従業員の3分の1が職人、それがエルメスの強さ
エルメス本社元副社長の齋藤峰明氏が語る日本のモノ作りの光明
アパレル業界の常識を根底から覆すものづくりに挑戦するブランド「ファクトリエ」。店舗なし、セールなし、生産工場を公開、価格は工場に決めてもらう――。これまでのアパレル業界のタブーを破って、日本のものづくりを根底から変えようとしている。それは、つくる人、売る人、買う人の誰もが「語りたくなる」ようなメイド・イン・ジャパンの新しいものづくりを目指す挑戦ともいえる。
本連載では、同ブランド代表の山田敏夫氏が、思いのあるものづくりを実践している人々に話を聞く。連載6回目に登場するのは、エルメス・ジャポン社長やエルメス本社の副社長を歴任し、現在は日本のものづくり振興のために活動するシーナリーインターナショナル代表の齋藤峰明氏。長く欧州の「ものづくり」を見てきた齋藤氏は、日本のものづくりの強みや魅力をどう見ているのか、話しを聞いた。(本記事は2018年12月17日、代官山蔦屋書店で開催したイベントの内容を記事にしました。構成は宮本恵理子)。
今回話を聞いた齋藤峰明氏(写真右)
1952年、静岡県生まれ。高校卒業後渡仏し、パリ第一(ソルボンヌ)大学芸術学部に入る。在学中から三越トラベルで働き始め、のちに三越のパリ駐在所長となる。その後、エルメス・インターナショナルに入社、エルメスジャポン社長に就任。2008年からフランス本社副社長を務め、2015年8月に退社。シーナリーインターナショナルを設立、代表に就任。フランス共和国国家功労勲章シュヴァリエ叙勲。エルメスでの仕事を語った本に『エスプリ思考~エルメス本社副社長、齋藤峰明が語る』(川島蓉子著)がある。

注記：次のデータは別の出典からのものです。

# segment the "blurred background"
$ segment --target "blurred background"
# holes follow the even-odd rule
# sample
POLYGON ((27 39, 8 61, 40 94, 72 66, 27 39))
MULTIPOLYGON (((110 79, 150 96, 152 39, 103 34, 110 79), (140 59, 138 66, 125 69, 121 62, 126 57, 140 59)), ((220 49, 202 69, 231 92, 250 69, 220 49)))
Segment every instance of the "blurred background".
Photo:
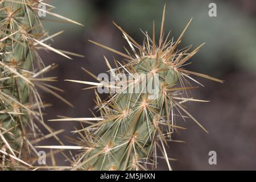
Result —
MULTIPOLYGON (((225 80, 220 84, 198 78, 205 87, 192 92, 194 98, 210 100, 208 103, 187 104, 188 111, 209 131, 207 134, 192 121, 181 121, 179 125, 188 128, 174 135, 174 139, 185 143, 170 143, 168 156, 177 159, 171 162, 174 170, 256 169, 256 1, 255 0, 52 0, 56 7, 53 12, 85 25, 80 27, 61 22, 43 21, 50 34, 65 30, 56 37, 53 47, 84 55, 84 58, 67 60, 58 55, 42 52, 46 64, 59 66, 49 75, 56 76, 56 85, 64 90, 61 96, 75 106, 72 108, 54 97, 42 93, 44 101, 53 104, 46 109, 46 121, 57 115, 71 117, 90 117, 94 104, 93 90, 81 90, 86 87, 65 82, 65 79, 93 81, 81 67, 94 74, 105 72, 108 68, 103 55, 109 60, 117 55, 89 43, 92 39, 124 52, 127 44, 113 25, 114 20, 138 43, 143 35, 140 31, 152 34, 155 20, 159 35, 162 14, 167 3, 166 35, 171 30, 176 40, 189 20, 193 17, 179 48, 192 44, 195 48, 206 44, 195 56, 188 68, 225 80), (217 17, 210 17, 208 5, 217 5, 217 17), (209 165, 208 153, 217 152, 217 165, 209 165)), ((51 18, 52 17, 47 17, 51 18)), ((60 135, 76 137, 71 131, 79 123, 49 122, 56 130, 64 129, 60 135)), ((67 144, 72 144, 65 142, 67 144)), ((57 144, 54 140, 51 144, 57 144)), ((65 165, 64 158, 58 156, 59 165, 65 165)), ((159 170, 168 169, 164 160, 159 161, 159 170)))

山田氏(以下、山田):今日お越しいただいた齋藤峰明さんは、エルメス・ジャポン社長、エルメス本社の副社長を歴任し、その前は三越のパリ駐在員として欧州の上質な逸品を日本に紹介されていたという“上質なものづくり”を知る達人です。2012年には会社を立ち上げて、日本のものづくり振興のために精力的に活動されています。僕が初めてお目にかかったのは3年ほど前、東京大学の先生を通じてご紹介いただきました。

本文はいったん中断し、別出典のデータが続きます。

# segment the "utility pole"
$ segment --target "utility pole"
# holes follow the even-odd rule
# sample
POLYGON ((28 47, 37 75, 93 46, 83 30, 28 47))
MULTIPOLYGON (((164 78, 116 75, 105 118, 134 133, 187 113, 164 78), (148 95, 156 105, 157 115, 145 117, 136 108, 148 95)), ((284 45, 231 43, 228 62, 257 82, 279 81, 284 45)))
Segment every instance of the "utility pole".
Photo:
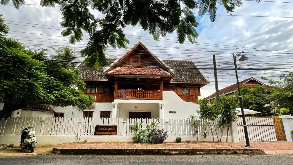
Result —
POLYGON ((215 78, 215 86, 216 86, 217 109, 219 110, 219 106, 220 105, 220 95, 219 95, 219 87, 218 85, 218 76, 217 75, 217 66, 216 65, 216 56, 214 55, 213 55, 213 62, 214 63, 214 74, 215 78))

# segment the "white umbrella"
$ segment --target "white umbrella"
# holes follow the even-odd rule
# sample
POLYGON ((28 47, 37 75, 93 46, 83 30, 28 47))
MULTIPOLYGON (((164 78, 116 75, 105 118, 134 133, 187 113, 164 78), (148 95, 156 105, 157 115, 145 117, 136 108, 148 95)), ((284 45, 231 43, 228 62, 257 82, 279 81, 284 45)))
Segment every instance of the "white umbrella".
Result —
MULTIPOLYGON (((237 108, 234 110, 235 110, 235 111, 237 112, 237 115, 242 115, 242 113, 241 113, 241 108, 240 107, 239 108, 237 108)), ((245 109, 244 108, 243 108, 243 111, 244 111, 244 115, 251 115, 252 114, 255 114, 256 113, 260 113, 253 110, 250 110, 245 109)))

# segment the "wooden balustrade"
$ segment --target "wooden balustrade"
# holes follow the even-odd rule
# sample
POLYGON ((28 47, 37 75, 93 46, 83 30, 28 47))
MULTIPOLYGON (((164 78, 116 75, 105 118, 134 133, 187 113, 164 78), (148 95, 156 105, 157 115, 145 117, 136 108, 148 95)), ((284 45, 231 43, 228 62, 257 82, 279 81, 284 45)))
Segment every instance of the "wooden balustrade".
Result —
POLYGON ((160 90, 117 89, 115 99, 127 99, 162 100, 160 90))

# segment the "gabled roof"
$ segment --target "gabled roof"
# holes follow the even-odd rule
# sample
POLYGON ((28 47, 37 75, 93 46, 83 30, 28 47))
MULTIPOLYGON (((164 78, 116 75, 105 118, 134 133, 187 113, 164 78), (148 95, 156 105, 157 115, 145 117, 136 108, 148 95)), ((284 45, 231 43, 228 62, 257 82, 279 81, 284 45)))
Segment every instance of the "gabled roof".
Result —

齋藤氏(以下、齋藤):出会ってすぐ、山田さんの銀座の店舗にお邪魔して、京都・丹後の工房「KUSKA」が作るネクタイを拝見し、「こんなネクタイは見たことがない。これをぜひ世界に紹介すべきだ」と感動した記憶があります。このネクタイの誕生秘話については、山田さんの著書『ものがたりのあるものづくり』をご覧いただければと思います。それ以来、山田さんとは日本のものづくり復興を目指す“共犯者”のような気持ちで、時々お会いしてはお話をしていますね。

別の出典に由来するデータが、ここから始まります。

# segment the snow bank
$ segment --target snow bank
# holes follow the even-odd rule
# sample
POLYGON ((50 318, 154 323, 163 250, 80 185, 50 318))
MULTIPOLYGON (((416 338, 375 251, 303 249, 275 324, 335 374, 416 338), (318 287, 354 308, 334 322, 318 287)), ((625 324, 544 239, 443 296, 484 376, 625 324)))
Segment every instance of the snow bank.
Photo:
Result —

山田:あの時、齋藤さんにそう言っていただけたことが、どれほど励みになったことか。今回は、在仏経験の長い齋藤さんに、日本のものづくりの可能性や、僕たちが目指すべき世の中のあり方について教えていただきたいと思っています。まずは簡単に自己紹介をお願いいたします。
齋藤:私は高校を卒業してから渡仏し、向こうの大学を卒業してから百貨店の三越に入社しました。今は斜陽産業と思われているかもしれませんが(笑)、当時はとても活気のある花形産業だったんです。
パリ駐在員として、日本から来るバイヤーを連れて、フランス中の職人やデザイナーと引き合わせ、フランスの商品を日本に紹介する仕事を20年やっていました。1970〜80年代の日本というのは、欧米のライフスタイルをどんどんまねていこうという価値観が主流でしたので、忙しく働いていました。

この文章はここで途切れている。